Currently, there are 14 EPP commissioners out of 27, including Ms. von der Leyen, while 13 member state governments, including Simon Harris and Michel Barnier in France, are led by the EPP.
Numerous officials and diplomats have indicated that Ms. von der Leyen has been meticulously vetting candidates for positions in the cabinets of the new commissioners, with officials linked to the EPP and Germany permeating the ranks.
The presence of considerable overlap in the new portfolios has fueled suspicions that the commission’s design intentionally provides Ms. von der Leyen with extra arbitration power.
Historic struggles
Citing the historic battles of Europeans to secure freedom and democracy, she foretold a challenging path ahead, given the impending second Trump administration, a more assertive China, conflicts threatening Europe’s borders in Ukraine and the Middle East, and the EU’s declining competitiveness compared to the US, China, and India.

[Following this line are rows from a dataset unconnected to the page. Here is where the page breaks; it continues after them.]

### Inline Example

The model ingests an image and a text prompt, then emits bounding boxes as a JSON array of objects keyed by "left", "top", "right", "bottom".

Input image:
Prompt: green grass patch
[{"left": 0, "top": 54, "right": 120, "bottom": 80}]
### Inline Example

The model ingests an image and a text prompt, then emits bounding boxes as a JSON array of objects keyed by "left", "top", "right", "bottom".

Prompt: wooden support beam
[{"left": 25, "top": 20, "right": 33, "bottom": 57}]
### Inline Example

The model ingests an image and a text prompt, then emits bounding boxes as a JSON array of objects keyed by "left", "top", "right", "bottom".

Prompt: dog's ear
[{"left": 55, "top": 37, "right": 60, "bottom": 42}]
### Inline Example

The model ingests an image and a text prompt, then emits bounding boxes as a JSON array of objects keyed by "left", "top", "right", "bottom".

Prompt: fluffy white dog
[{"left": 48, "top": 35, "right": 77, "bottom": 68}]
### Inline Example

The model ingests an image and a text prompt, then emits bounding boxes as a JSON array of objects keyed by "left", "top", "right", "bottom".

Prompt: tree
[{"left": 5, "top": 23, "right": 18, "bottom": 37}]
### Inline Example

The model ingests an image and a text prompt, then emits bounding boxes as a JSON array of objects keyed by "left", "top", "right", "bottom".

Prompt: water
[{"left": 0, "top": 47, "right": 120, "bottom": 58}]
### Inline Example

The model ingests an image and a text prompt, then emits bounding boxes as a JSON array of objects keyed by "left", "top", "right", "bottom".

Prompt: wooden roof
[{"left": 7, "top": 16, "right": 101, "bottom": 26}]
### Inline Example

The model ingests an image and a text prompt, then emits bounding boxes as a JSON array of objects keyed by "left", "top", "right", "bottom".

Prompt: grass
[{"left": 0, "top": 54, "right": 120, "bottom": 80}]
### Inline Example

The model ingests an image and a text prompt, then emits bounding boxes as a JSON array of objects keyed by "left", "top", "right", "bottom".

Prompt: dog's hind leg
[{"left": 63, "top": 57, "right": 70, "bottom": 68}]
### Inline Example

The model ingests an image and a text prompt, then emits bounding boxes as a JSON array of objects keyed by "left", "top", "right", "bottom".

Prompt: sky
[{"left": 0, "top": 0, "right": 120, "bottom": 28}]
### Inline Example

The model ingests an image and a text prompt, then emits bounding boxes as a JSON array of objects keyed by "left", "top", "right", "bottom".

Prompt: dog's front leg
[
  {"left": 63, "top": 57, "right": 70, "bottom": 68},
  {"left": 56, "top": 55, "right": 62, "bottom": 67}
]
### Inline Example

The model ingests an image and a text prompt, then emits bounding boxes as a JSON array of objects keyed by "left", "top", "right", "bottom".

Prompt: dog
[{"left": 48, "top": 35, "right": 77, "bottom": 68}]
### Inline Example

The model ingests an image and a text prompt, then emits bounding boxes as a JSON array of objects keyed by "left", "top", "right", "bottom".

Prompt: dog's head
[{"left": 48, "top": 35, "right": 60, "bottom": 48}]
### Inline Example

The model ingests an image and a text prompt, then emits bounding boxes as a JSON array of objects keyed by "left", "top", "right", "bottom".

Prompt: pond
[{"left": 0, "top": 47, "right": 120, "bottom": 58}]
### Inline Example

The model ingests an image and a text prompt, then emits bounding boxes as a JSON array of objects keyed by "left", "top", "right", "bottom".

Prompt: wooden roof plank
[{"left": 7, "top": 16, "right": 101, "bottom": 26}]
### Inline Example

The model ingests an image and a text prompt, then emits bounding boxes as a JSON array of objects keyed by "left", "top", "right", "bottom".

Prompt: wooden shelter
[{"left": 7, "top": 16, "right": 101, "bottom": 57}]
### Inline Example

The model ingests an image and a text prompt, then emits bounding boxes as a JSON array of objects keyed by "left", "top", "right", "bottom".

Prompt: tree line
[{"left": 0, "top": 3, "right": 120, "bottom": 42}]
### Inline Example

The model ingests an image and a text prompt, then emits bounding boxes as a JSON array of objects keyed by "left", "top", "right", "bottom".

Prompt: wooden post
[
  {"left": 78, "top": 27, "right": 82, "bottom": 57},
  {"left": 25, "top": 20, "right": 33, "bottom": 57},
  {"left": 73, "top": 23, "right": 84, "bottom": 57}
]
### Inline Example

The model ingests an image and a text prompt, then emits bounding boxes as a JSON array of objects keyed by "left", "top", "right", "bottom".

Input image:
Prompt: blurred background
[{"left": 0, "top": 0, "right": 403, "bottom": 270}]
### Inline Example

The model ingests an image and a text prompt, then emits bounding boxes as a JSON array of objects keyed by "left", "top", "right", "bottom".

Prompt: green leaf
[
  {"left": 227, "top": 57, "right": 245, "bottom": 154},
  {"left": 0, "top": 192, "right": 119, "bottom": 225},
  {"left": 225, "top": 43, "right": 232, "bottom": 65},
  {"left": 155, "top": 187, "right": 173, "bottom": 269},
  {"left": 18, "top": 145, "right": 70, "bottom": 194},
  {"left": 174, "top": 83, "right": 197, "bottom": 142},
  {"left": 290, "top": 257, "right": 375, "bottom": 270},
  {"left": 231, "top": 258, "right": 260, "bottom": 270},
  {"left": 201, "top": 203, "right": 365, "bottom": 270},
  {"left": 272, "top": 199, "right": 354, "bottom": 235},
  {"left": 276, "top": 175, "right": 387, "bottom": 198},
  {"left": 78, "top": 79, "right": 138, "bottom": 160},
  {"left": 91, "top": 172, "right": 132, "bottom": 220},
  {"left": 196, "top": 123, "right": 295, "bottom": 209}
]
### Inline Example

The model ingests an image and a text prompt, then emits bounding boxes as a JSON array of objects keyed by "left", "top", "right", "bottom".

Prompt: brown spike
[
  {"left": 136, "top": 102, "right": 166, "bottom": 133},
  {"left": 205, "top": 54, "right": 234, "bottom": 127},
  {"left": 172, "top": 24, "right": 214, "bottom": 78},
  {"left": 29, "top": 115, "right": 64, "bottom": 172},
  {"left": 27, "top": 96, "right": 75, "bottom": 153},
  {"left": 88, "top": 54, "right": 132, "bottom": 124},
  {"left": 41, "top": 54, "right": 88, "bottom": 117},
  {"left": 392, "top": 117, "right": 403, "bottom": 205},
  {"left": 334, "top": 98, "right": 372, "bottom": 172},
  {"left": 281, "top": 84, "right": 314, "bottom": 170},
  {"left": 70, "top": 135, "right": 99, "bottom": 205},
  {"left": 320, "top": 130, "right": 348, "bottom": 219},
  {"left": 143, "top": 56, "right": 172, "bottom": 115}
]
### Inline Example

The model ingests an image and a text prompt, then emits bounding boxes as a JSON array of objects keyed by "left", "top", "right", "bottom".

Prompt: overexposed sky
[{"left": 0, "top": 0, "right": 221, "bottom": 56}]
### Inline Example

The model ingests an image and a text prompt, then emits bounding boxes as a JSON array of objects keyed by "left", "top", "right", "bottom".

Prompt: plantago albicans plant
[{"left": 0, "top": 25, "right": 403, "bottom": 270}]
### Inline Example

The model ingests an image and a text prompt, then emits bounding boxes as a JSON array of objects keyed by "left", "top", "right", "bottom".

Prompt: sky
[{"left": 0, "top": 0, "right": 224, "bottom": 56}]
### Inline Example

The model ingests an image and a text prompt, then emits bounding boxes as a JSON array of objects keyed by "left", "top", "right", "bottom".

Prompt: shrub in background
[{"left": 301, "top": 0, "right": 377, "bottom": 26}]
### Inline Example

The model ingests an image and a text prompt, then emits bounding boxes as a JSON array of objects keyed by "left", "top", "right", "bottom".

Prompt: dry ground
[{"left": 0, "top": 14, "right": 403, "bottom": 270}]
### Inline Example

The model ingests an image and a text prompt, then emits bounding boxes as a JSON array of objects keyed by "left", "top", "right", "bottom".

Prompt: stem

“These freedoms will not be earned without cost,” she warned MEPs on Wednesday. “It will require making tough choices. It will necessitate substantial investments in our security and prosperity. Above all, it demands that we remain united and uphold our values.
“It is crucial to discover ways to collaborate with one another and overcome fragmentation. This is what I – and all 26 women and men alongside me – will endeavor to accomplish each day.”
A second Donald Trump presidency is among the challenges faced by the EU.
Fragmentation is undoubtedly a concern.
Spanish EPP members voted against Ms. von der Leyen due to their opposition to Teresa Ribera, while French and Belgian S&D MEPs also voted against her (neither the Greens nor the centrist Renew party showed unanimous support).
Consequently, only 54% of the chamber backed the new commission, contrasting with 47% who dismissed it. Ms. von der Leyen begins her second term with the narrowest parliamentary majority since 1993.
This reflects the increasing wedge of MEPs on the far-right (and far-left) who are ready to obstruct or impede European integration at a time when many governments (and citizens) feel it is more vital than ever.
Ms. von der Leyen is betting on navigating the ship by keeping the ECR close.
It may succeed, but the tempests stirred by Donald Trump, Vladimir Putin, ongoing conflicts in the Middle East, and a surge in migration will persist in battering the vessel.